Él es «El Paraujano». O «El Guaji», como se le conoce en el ambiente gastronómico al primer añú chef. Pero más que con su reciente y exitoso oficio, se identifica como un pescador del lago y el mar donde desemboca.

Explican los entendidos que es hasta los siete años de edad cuando se termina de formar la consciencia de toda persona. Pues ya Freddy tenía nueve años cuando su vida se centraba única y exclusivamente en el lago y la pesca. Su tierra firme era, además, la isla de Zapara.

Tales condiciones lo hacen hoy instalarse en su memoria degustativa y traer de esos recuerdos saboreables y olfativos la base de sus platillos autorales como chef.

García amasija sus vivencias en el desierto del Torreón o en la proa de la lancha de su padre sorteando los mangles rojos para poder transmitir esa esencia pura en la confección de un plato de cangrejo, por ejemplo.

De una familia entera dedicada a esparcir chinchorros —redes— en aguas profundas, este es el tercero de cuatro hermanos. Su papá les enseñó todo lo que saben sobre la pesca, pero a Freddy le heredó un conocimiento más: la cocina.

«Él es la persona que mejor cocina en el mundo», dice sin tapujos, aunque le haya costado mucho volverse tan conversador a este miembro del reconocido Grupo Occidental de Gastronomía.

Su papá y su abuela materna son sus referentes culinarios, así como el chef Carlos Hernández Coll, su padrino en los fogones.

Toda la vinculación de la pesca con la cocina lo llevó a acercarse por primera vez a la segunda cuando en una jornada «la mar» se picó y tuvieron que pernoctar en una orilla.
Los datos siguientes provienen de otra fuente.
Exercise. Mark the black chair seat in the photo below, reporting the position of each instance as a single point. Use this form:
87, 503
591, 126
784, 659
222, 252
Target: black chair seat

A Freddy le tocó hacer un mogo-mogo (arroz en caldo de pescado y verduras) para todos los navegantes.

Muy temprano en su vida, El Paraujano afrontó un cambio brusco: cambiar Zapara por Santa Rosa de Agua. Su casa en la isla no resistía más los embates de la brisa salobre. Así fue como cuando era apenas un zagaletón dejó el mar abierto por Punta de Palmas y la misma Santa Rosa.

Pronto, su avidez lo situó en una búsqueda frenética por exaltar y reinventar la pesca artesanal y la gastronomía wayuu/añú. Tras pasar por el Centro Educativo Gastronómico Alejandro Magno (Cegama), dos cocinas importantes y haber enfrentado un emprendimiento propio, El Guaji evoluciona esos sabores y olores originarios para comensales experimentados.

Siendo el chef principal de ese café de moda en la ciudad, aún pesca de ocho a diez días al mes. No puede dejar de ser anfibio. No quiere hacerlo.